|Elevated error rates and latency on 2013-01-15||Chris Ramsdale||1/17/13 4:21 PM|
Beginning on January 15, 2012 at approximately 7 AM US/Pacific time and continuing until approximately 12 PM US/Pacific time, some Google App Engine applications experienced elevated request latency and error rates. This incident was caused by a configuration issue in our storage layer that resulted in increased CPU usage for a single datacenter. Approximately 4% of all requests to App Engine applications resulted in errors during this event. For some applications, a majority of requests resulted in errors.
This incident was identified by our standard monitoring systems and we began taking corrective measures immediately, including moving applications out of the affected data center. A more detailed timeline is included below (all times are in US/Pacific).
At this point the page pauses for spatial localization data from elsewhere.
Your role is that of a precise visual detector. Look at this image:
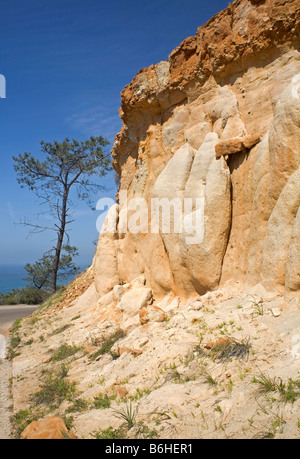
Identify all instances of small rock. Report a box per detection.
[139,305,166,325]
[271,308,281,317]
[187,300,203,311]
[118,346,142,357]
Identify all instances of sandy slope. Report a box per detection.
[9,280,300,439]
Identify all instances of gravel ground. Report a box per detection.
[0,351,12,439]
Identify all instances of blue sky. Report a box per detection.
[0,0,228,267]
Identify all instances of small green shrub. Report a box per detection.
[66,398,90,413]
[134,421,159,439]
[52,324,73,335]
[31,367,77,408]
[113,402,136,429]
[51,344,82,362]
[252,373,280,396]
[250,296,264,316]
[92,426,127,439]
[253,373,300,403]
[280,378,300,403]
[6,318,22,359]
[93,393,111,410]
[11,318,22,335]
[11,409,39,438]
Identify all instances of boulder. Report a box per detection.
[21,416,76,440]
[117,287,153,317]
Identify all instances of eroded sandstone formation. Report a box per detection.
[94,0,300,302]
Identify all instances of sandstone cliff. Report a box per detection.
[9,0,300,440]
[94,0,300,303]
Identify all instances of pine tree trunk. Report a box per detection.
[51,191,68,292]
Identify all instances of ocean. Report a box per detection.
[0,264,88,295]
[0,265,27,294]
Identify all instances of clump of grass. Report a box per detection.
[11,318,22,335]
[90,329,126,361]
[51,343,82,362]
[11,409,39,438]
[128,387,151,401]
[251,296,264,316]
[62,414,74,431]
[252,373,280,396]
[93,393,111,410]
[66,398,90,414]
[252,411,286,439]
[6,336,21,360]
[71,315,81,321]
[10,335,21,348]
[252,373,300,403]
[113,402,136,429]
[165,367,182,383]
[59,363,69,378]
[32,377,76,408]
[133,421,159,439]
[92,419,158,440]
[203,371,218,387]
[280,378,300,403]
[6,318,23,360]
[31,365,77,408]
[52,324,73,335]
[210,336,251,361]
[92,426,127,439]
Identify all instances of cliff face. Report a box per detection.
[94,0,300,302]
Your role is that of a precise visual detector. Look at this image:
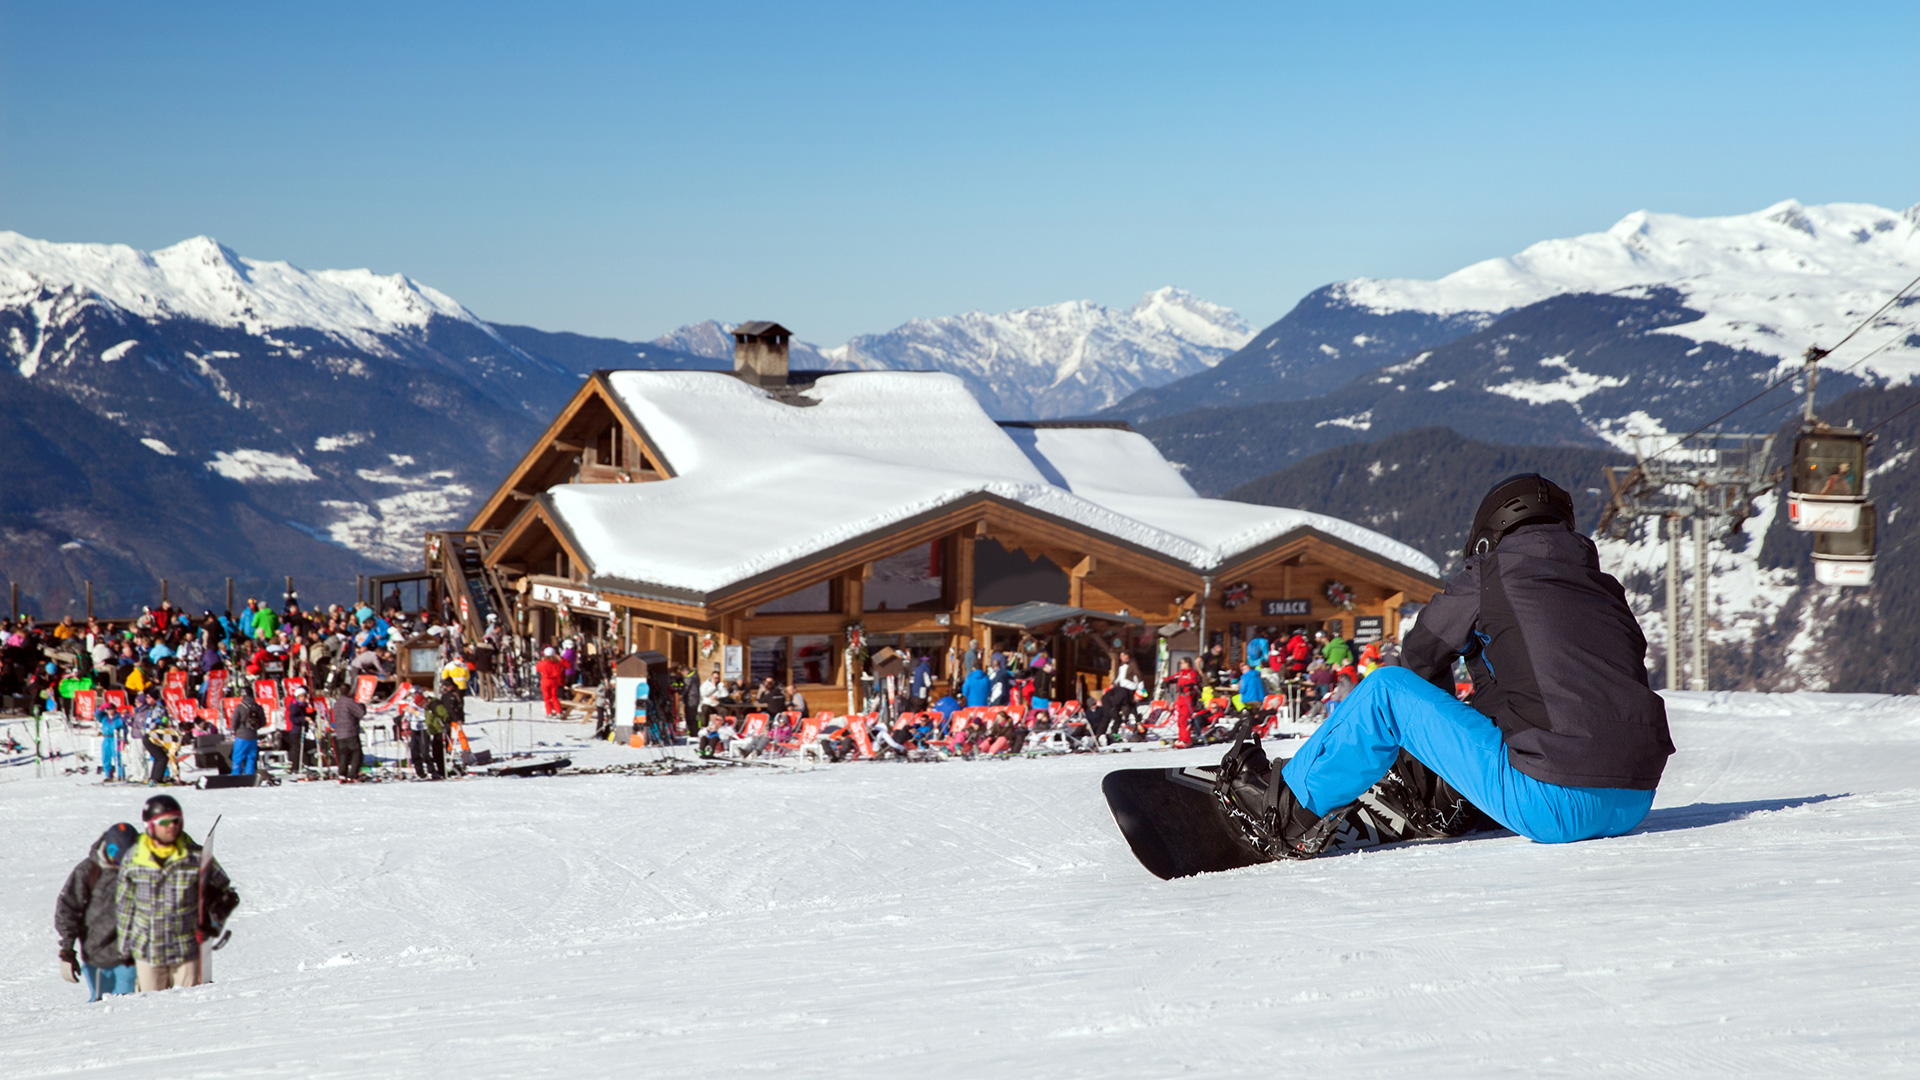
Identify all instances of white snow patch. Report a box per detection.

App Engine infrastructure operates across multiple data centers and is designed to be resilient both to individual hardware failures and even to the loss of an entire data center. We are actively improving our ability to move applications from one data center to another quickly and transparently. Similarly, we are improving our processes and tools for configuration changes to the storage infrastructure to avoid similar incidents in the future.
We apologize for the inconvenience caused by this outage. If you believe your paid application experienced an SLA violation during this incident, please fill out our refund request form.
Chris Ramsdale on behalf of the Google App Engine Team